/WhisperWithGoogleTrans

Whisper Ai's result auto translate

Primary LanguagePython

WhisperWithGoogleTrans

I added a function to request the translation of SRT files that come out after converting voice to text using Whisper AI.

Requirement

  • Python 3.8-3.10
  • ffmpeg
  • pysrt
  • googletrans

You can download and install (or update to) the latest release of Whisper with the following command:

pip install -U openai-whisper

Alternatively, the following command will pull and install the latest commit from this repository, along with its Python dependencies:

pip install git+https://github.com/openai/whisper.git 

To update the package to the latest version of this repository, please run:

pip install --upgrade --no-deps --force-reinstall git+https://github.com/openai/whisper.git

It also requires the command-line tool ffmpeg to be installed on your system, which is available from most package managers:

# on Ubuntu or Debian
sudo apt update && sudo apt install ffmpeg

# on Arch Linux
sudo pacman -S ffmpeg

# on MacOS using Homebrew (https://brew.sh/)
brew install ffmpeg

# on Windows using Chocolatey (https://chocolatey.org/)
choco install ffmpeg

# on Windows using Scoop (https://scoop.sh/)
scoop install ffmpeg

To install the package to the pysrt please run:

pip install pysrt

To install the package to the googletrans please run:

pip install googletrans==4.0.0rc1

You may need rust installed as well, in case tiktoken does not provide a pre-built wheel for your platform. If you see installation errors during the pip install command above, please follow the Getting started page to install Rust development environment. Additionally, you may need to configure the PATH environment variable, e.g. export PATH="$HOME/.cargo/bin:$PATH". If the installation fails with No module named 'setuptools_rust', you need to install setuptools_rust, e.g. by running:

pip install setuptools-rust

Command-line usage

change directory:

cd whispertranslate

The following command will transcribe speech in audio files, using the medium model:

python cli.py audio.flac audio.mp3 audio.wav --model medium

The default setting (which selects the small model) works well for transcribing English. To transcribe an audio file containing non-English speech, you can specify the language using the --language option:

python cli.py japanese.wav --language Japanese

See tokenizer.py for the list of all available languages.

Adding --translang language will translate the speech into language:

python cli.py japanese.wav --language Japanese --translang ko

See googletrans for the list of all available translate languages.

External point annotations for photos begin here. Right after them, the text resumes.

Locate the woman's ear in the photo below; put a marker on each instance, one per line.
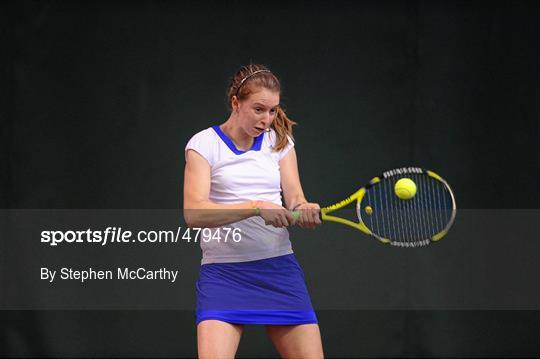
(234, 103)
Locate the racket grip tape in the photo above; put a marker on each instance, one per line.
(296, 216)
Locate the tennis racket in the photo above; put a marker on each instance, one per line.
(413, 222)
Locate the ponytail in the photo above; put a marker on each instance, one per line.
(282, 125)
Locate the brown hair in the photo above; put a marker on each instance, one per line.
(251, 77)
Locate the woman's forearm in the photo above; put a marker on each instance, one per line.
(209, 214)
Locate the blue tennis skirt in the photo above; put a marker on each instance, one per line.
(267, 291)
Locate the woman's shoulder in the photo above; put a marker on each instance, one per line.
(209, 133)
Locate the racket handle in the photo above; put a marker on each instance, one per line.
(296, 216)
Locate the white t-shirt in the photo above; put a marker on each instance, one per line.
(239, 176)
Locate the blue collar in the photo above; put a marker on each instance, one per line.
(256, 144)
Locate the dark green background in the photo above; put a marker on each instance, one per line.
(99, 99)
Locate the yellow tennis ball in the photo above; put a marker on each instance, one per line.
(405, 188)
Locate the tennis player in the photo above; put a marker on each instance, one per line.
(234, 176)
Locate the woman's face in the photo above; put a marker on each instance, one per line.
(256, 113)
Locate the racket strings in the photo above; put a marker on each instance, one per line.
(407, 223)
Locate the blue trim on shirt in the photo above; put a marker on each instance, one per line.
(256, 144)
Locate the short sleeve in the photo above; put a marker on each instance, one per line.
(288, 147)
(203, 145)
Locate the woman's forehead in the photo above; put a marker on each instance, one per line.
(265, 97)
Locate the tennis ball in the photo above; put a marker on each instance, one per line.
(405, 188)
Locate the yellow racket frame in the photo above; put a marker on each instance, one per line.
(359, 195)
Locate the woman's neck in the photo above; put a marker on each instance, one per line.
(241, 140)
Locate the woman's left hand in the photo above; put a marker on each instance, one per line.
(309, 215)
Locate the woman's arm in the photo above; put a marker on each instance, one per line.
(293, 193)
(199, 211)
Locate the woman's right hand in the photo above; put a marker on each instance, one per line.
(274, 214)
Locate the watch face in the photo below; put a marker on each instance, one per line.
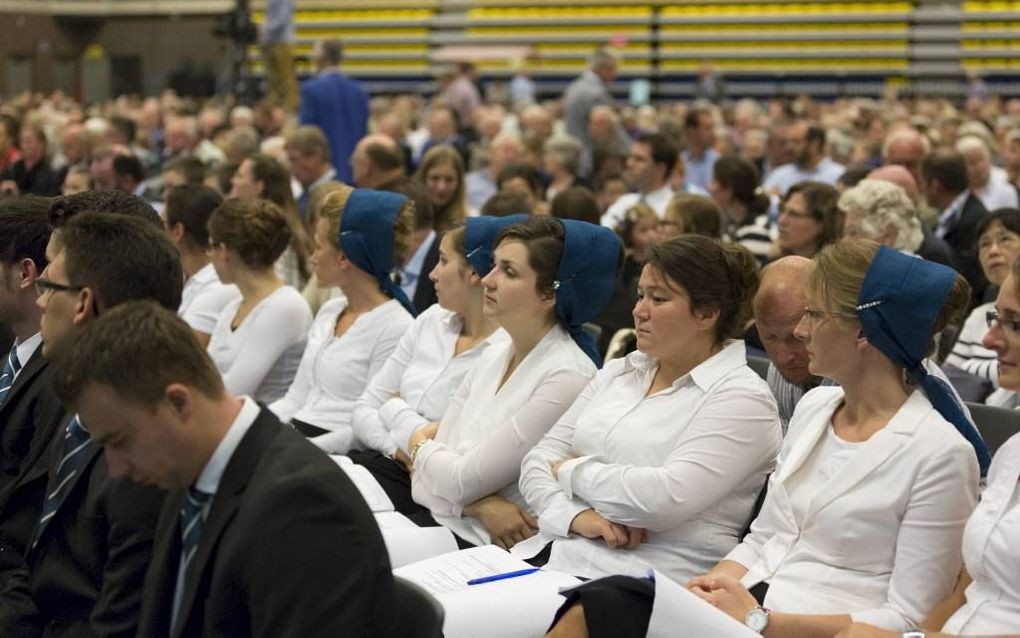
(757, 620)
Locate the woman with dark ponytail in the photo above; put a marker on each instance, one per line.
(665, 450)
(735, 186)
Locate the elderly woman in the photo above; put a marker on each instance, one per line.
(881, 211)
(561, 161)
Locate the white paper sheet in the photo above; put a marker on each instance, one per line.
(675, 606)
(521, 606)
(407, 545)
(370, 489)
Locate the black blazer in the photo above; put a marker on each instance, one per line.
(424, 292)
(30, 418)
(962, 238)
(288, 548)
(85, 576)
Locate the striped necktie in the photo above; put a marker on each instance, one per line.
(191, 532)
(10, 367)
(75, 447)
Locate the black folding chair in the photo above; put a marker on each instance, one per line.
(418, 614)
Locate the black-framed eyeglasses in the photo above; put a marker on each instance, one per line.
(815, 314)
(44, 286)
(1011, 326)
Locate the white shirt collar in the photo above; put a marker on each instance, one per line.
(208, 481)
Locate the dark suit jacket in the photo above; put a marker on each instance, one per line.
(338, 105)
(30, 418)
(962, 238)
(85, 577)
(288, 548)
(424, 292)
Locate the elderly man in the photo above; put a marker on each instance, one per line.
(778, 306)
(806, 142)
(505, 149)
(993, 193)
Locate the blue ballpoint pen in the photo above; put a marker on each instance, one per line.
(501, 577)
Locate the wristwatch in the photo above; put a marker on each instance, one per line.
(757, 620)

You can use --dualsrt [Y/N] to create subtitles for original and translated words at the same time. (For Y), if you select the option of N, a separate srt file of the original and the srt file of the translation will be created.

python cli.py japanese.wav --language Japanese --translang ko --dualsrt Y

Run the following to view all available options:

python cli.py --help

Available models and languages

There are five model sizes, four with English-only versions, offering speed and accuracy tradeoffs. Below are the names of the available models and their approximate memory requirements and relative speed.

Size Parameters English-only model Multilingual model Required VRAM Relative speed
tiny 39 M tiny.en tiny ~1 GB ~32x
base 74 M base.en base ~1 GB ~16x
small 244 M small.en small ~2 GB ~6x
medium 769 M medium.en medium ~5 GB ~2x
large 1550 M N/A large ~10 GB 1x

The .en models for English-only applications tend to perform better, especially for the tiny.en and base.en models. We observed that the difference becomes less significant for the small.en and medium.en models.